Transfer Learning Enhanced Deep Reinforcement Learning for Volt-Var Control in Smart Grids

Reinforcement Learning
Transfer Learning
Author

Kundan Kumar.

Published

January 21, 2025

Doi

Poster (PDF)

Citation

K. Kumar and G. Ravikumar, “Transfer Learning Enhanced Deep Reinforcement Learning for Volt-Var Control in Smart Grids,” 2025 IEEE PES Grid Edge Technologies Conference & Exposition (Grid Edge), San Diego, CA, USA, 2025, pp. 1-5, doi: 10.1109/GridEdge61154.2025.10887439.

Abstract

The integration of renewable energy resources has made power system management increasingly complex. DRL is a potential solution to optimize power system operations, but it requires significant time and resources during training. The control policies developed using DRL are specific to a single grid and require retraining from scratch for other grids.
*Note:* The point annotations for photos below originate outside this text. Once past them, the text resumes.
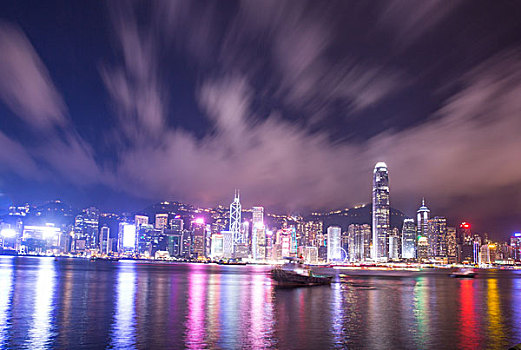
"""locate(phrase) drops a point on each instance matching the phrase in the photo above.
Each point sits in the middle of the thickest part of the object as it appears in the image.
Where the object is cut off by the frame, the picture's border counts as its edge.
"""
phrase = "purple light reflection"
(124, 329)
(6, 290)
(195, 327)
(40, 333)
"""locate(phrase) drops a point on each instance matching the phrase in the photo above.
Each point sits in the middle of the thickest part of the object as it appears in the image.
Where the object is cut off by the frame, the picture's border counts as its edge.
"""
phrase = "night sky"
(123, 103)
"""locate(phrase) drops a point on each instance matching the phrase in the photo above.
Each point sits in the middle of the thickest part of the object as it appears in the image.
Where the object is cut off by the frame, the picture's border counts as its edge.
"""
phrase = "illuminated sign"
(465, 225)
(129, 236)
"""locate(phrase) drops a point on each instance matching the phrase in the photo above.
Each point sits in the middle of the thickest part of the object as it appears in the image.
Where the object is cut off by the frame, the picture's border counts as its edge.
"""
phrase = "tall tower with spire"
(235, 219)
(423, 219)
(380, 212)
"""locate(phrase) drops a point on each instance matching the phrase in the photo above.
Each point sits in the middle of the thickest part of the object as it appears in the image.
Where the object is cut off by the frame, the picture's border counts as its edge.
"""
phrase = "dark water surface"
(78, 304)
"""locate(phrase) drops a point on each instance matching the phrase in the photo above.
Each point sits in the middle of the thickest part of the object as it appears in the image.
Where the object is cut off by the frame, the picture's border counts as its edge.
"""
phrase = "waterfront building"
(334, 249)
(408, 239)
(394, 245)
(126, 238)
(437, 236)
(235, 219)
(359, 242)
(423, 248)
(161, 221)
(487, 254)
(140, 220)
(515, 243)
(380, 213)
(258, 234)
(176, 224)
(86, 229)
(228, 244)
(422, 223)
(310, 255)
(104, 239)
(451, 244)
(217, 250)
(198, 241)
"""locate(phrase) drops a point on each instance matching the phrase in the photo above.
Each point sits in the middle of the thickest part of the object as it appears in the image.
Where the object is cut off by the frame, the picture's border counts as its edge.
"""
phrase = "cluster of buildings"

Training the DRL model from scratch is computationally expensive. This paper proposes a novel TL with a DRL framework to optimize VV C across different grids. This framework significantly reduces training time and improves VVC control performance by fine-tuning pre-trained DRL models for various grids. We developed a policy reuse classifier that transfers the knowledge from the IEEE-123 Bus system to the IEEE-13 Bus system. We performed an impact analysis to determine the effectiveness of TL. Our results show that TL improves the VVC control policy by 69.51 %, achieves faster convergence, and reduces the training time by 98.14%.